I have ventured into the dark realm of Amazon Prime. Unlike Netflix, Amazon Prime charges $100 annual service fee for the privilege of watching their B-quality content. They then seduce you into on-demand fees for the good stuff. You know, like those killer apps which work great except for the hijacking commercial screens on your Android device. After enough harassment, you might plunk down the $2.99 just to get rid of the advertisements.

So, I got rid of Amazon Prime after a trial. Jeff Bezos doesn't need my money for nothing special in return. Been there and done that with cable TV.

Back to Netflix and my waning enthusiasm. After rejecting dozens of Turkish soap operas one evening, my frustration with the content was building. As a gay man, I am not going to patronize the media of a nation which is sliding back to orthodox, homophobic religion of any variety. I looked for French content. What was available was disturbingly Hollywood-TV rip-off. The Spanish content was the same. Cheesy detective plots interlaced with frustrated cop-on-cop romance. I assume some algorithm has projected high female viewing stats for these. The men are quite attractive, I'll admit. 

The Asian content ranges from predictable martial choreography to Chinese imperial myths to fairly accurate imitations of Hollywood 1950's cine noir. The South Korean productions outrank the Chinese in my opinion. They are gritty and fatalistic. The Mainland Chinese productions tend to an unrealistic morality, hardly reflected in the real nation's attitudes toward human rights. 

The demise of Netflix's ground-breaking quality of content is most evident in American and British offerings. The slow creep of neo-feminist and Far Left ideologies into the writing is less than subtle. In fairness, perhaps no more evident than it is in Hollywood-generated cable TV. But the edge is blunted in most of the content. It strikes me as fitting that the superhero genre is one of the last hold-outs. It appears it takes a superhero's pitch to get anything on the air which does not smell of political correctness from the Far Left perspective. 

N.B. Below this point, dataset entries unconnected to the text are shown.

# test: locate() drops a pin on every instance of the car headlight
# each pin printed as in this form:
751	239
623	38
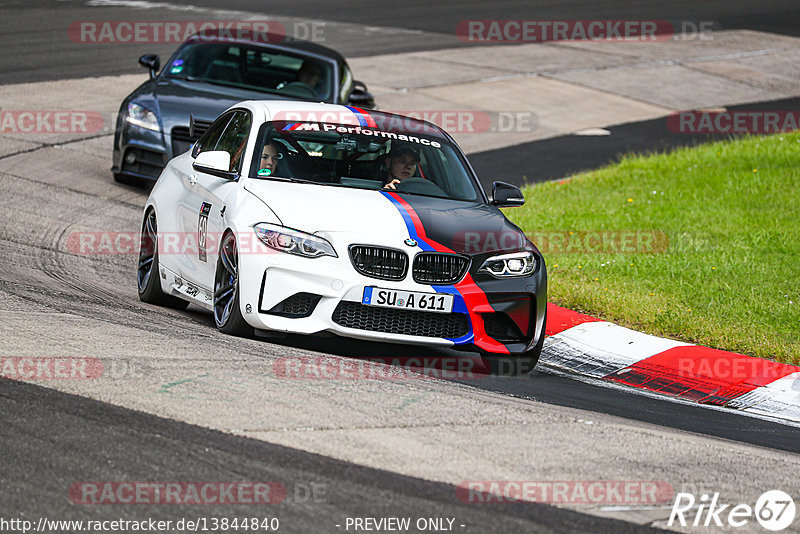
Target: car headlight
293	242
510	265
142	117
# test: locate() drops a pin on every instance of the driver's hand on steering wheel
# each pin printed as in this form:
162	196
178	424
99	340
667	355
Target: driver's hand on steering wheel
392	184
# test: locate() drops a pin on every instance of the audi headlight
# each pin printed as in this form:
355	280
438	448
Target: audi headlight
293	242
510	265
142	117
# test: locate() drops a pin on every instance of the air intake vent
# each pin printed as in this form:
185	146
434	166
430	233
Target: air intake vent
408	322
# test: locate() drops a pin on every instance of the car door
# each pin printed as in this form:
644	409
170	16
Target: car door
190	217
214	191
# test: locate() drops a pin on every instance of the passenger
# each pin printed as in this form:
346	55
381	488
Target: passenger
401	163
309	74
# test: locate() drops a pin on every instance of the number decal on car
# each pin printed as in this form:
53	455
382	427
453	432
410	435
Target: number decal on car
202	231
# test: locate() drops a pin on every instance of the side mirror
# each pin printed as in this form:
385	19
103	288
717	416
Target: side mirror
505	195
215	163
151	62
360	97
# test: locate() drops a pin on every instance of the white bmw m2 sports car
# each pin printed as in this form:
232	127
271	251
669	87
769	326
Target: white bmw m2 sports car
326	219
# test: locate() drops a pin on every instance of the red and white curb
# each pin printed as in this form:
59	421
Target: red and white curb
590	347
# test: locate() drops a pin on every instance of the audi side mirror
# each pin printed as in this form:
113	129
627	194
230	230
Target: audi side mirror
505	195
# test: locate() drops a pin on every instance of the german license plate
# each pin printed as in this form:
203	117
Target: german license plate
408	300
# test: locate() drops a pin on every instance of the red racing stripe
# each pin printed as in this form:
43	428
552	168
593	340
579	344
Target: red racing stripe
474	297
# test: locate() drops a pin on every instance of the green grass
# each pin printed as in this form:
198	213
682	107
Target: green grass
730	275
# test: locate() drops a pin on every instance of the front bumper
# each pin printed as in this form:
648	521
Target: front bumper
285	293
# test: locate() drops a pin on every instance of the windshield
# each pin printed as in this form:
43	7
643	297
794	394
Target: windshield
351	156
253	68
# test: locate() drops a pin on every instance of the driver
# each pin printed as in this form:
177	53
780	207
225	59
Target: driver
401	163
270	155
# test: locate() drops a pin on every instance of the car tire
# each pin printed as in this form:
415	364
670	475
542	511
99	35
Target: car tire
125	179
519	364
227	311
148	272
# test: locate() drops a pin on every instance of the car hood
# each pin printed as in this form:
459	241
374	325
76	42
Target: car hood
177	99
377	216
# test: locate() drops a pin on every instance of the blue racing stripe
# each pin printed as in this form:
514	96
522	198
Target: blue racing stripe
459	305
361	120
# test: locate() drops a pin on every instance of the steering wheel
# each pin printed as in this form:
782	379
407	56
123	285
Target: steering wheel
420	186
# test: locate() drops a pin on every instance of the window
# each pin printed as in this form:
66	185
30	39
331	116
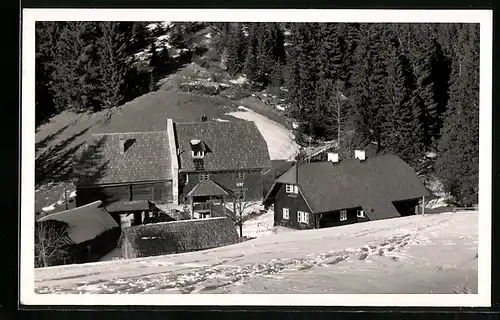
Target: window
198	154
241	194
204	176
286	213
303	217
343	215
290	188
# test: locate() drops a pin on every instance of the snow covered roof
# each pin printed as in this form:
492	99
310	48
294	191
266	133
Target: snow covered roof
207	188
229	145
372	184
110	158
85	222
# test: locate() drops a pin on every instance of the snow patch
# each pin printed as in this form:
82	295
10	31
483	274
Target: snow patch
49	208
244	108
280	141
239	80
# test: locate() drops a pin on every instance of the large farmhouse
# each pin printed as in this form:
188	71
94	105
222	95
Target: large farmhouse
202	164
332	193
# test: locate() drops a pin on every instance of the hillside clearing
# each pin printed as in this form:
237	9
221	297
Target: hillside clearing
58	140
430	254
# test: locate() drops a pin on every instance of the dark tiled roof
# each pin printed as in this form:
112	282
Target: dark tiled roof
101	160
139	205
207	188
231	145
180	236
371	184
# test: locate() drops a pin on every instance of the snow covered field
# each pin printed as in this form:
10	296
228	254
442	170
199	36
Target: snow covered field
430	254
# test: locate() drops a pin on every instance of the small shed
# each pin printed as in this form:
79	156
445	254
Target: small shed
91	230
178	237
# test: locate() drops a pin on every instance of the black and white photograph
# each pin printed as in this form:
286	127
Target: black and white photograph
257	157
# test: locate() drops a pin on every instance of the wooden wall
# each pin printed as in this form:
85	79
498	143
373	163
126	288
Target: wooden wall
252	182
125	192
407	207
294	204
332	219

Perhaps the smartest content comes from Norway, Germany and Denmark. Tykwer's Babylon Berlin is an encouraging return from the hideous Sense 8 with its sappy pseudo-religious globalist message. When a gay man like me cannot bear to watch something with the stunning men of Sense 8, you know it's a troubled project. Norway's Occupied is an extremely intelligent representation of modern global politics, controlled by corporate interests. Denmark's Rita is one of the most intelligent sitcoms I have every seen. Its simplicity and emotional honesty are exemplary. 

Mediocrity invades any wonderful human process eventually. This is accelerated by human greed. There are more uneducated and immature consumers than intelligent ones in any market. Just spend some time reading the ingredients of most food in your local supermarket. The very rich minority don't eat packaged bread. They eat in Michelin restaurants and have their own chefs at home. They also go to Broadway, Cannes and Sundance for the best entertainment experiences. Being intelligent and not very rich as a media consumer is becoming a descent into the mediocre by default. Perhaps this is how all great cultures eventually die.